Es läge nahe, diese moderne Form der politischen Wiedervergeltung ironisch mit dem bekannten „Wer anderen eine Grube gräbt…“ zu kommentieren. Aber bei uns überwiegt die Trauer, wie (hier: die Schweizer) Wähler eine Politik honorieren, die auf Egoismus und Ignoranz gründet. Zumal wir wissen, dass es nicht Bossi ist, der für sie zahlen muss.
Die Politik ist egoistisch, weil sie nur der Befriedigung eigener Bedürfnisse dient, und zwar zu Lasten der anderen. Sie ist aber auch ignorant und irrational, weil sie nicht zur Kenntnis nimmt, was alle Untersuchungen bestätigen: dass diese Grenzgänger, genauso wie die „Extracomunitari“ in Italien, gerade die Arbeiten erledigen, zu denen die Ortsansässigen nicht mehr bereit sind, und somit einen wichtigen volkswirtschaftlichen Beitrag leisten.

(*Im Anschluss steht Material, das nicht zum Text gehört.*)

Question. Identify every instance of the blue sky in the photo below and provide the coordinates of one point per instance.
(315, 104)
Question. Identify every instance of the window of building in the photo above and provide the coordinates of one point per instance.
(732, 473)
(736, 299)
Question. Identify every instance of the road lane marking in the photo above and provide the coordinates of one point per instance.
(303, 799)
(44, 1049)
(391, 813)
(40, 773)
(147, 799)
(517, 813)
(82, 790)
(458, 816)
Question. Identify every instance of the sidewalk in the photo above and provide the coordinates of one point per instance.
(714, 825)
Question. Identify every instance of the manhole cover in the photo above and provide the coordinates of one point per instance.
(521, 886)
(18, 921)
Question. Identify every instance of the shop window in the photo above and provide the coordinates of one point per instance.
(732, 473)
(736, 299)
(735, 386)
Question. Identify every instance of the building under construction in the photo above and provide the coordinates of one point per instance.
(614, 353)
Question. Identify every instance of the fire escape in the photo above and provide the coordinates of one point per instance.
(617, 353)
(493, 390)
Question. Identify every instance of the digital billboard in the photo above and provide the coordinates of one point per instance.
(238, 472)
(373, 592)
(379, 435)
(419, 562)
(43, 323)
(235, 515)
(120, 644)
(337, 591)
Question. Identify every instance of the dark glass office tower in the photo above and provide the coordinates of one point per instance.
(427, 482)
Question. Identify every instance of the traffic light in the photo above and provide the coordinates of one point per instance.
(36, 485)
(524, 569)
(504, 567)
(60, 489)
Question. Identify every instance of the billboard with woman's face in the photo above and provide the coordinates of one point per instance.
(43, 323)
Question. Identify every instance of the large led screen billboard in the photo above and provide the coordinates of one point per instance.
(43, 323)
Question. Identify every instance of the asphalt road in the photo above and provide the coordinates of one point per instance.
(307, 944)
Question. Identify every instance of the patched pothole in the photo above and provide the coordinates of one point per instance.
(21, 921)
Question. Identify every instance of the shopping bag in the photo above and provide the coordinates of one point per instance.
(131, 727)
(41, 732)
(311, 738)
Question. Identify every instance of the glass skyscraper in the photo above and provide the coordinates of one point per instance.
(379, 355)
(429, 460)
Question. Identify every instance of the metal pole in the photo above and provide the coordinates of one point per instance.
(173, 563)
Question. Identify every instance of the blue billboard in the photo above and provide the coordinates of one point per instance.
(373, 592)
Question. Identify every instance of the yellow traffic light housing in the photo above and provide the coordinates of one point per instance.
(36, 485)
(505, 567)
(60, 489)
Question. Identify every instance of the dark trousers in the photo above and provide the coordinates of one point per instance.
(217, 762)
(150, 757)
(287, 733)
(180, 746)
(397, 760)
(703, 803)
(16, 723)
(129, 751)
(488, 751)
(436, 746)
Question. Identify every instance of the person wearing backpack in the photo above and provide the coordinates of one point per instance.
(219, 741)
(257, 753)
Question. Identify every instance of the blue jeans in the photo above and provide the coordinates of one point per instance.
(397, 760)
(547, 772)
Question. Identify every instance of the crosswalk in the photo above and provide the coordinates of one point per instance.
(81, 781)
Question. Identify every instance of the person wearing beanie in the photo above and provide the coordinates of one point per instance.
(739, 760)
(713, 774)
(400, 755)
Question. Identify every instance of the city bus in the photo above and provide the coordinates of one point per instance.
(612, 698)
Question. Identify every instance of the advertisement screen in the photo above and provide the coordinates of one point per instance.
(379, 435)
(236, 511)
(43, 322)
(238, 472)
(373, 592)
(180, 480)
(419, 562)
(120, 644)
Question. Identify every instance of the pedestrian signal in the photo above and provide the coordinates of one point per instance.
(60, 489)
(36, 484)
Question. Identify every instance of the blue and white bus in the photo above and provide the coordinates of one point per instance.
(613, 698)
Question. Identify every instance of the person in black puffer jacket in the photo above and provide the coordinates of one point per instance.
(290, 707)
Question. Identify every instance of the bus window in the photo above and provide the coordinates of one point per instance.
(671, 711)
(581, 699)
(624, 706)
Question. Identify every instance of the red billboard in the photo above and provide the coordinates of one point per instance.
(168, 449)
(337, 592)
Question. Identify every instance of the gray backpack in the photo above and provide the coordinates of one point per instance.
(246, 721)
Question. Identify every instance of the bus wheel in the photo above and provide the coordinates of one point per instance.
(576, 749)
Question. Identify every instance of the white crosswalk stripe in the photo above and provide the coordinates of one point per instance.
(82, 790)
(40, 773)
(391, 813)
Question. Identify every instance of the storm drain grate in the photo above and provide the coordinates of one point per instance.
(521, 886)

„För dai bal“ (Vulgärfassung von „Raus!“) murmelte Bossi vor einigen Tagen in Richtung Tunesier. „Raus mit den italienischen Ratten“, so das Echo aus dem Tessin. Hoffen wir, dass dies nicht der Beginn einer Kettenreaktion ist, in der sich die Lombarden mit den Piemontesen, die Bürger von Varese mit denen von Como usw. anlegen, bis zum Show Down zwischen Nachbarn. Die Spirale des Hasses zu durchbrechen ist nicht leicht, wenn es an Vernunft fehlt, aber notwendig, wenn wir noch in der Zivilisation leben wollen.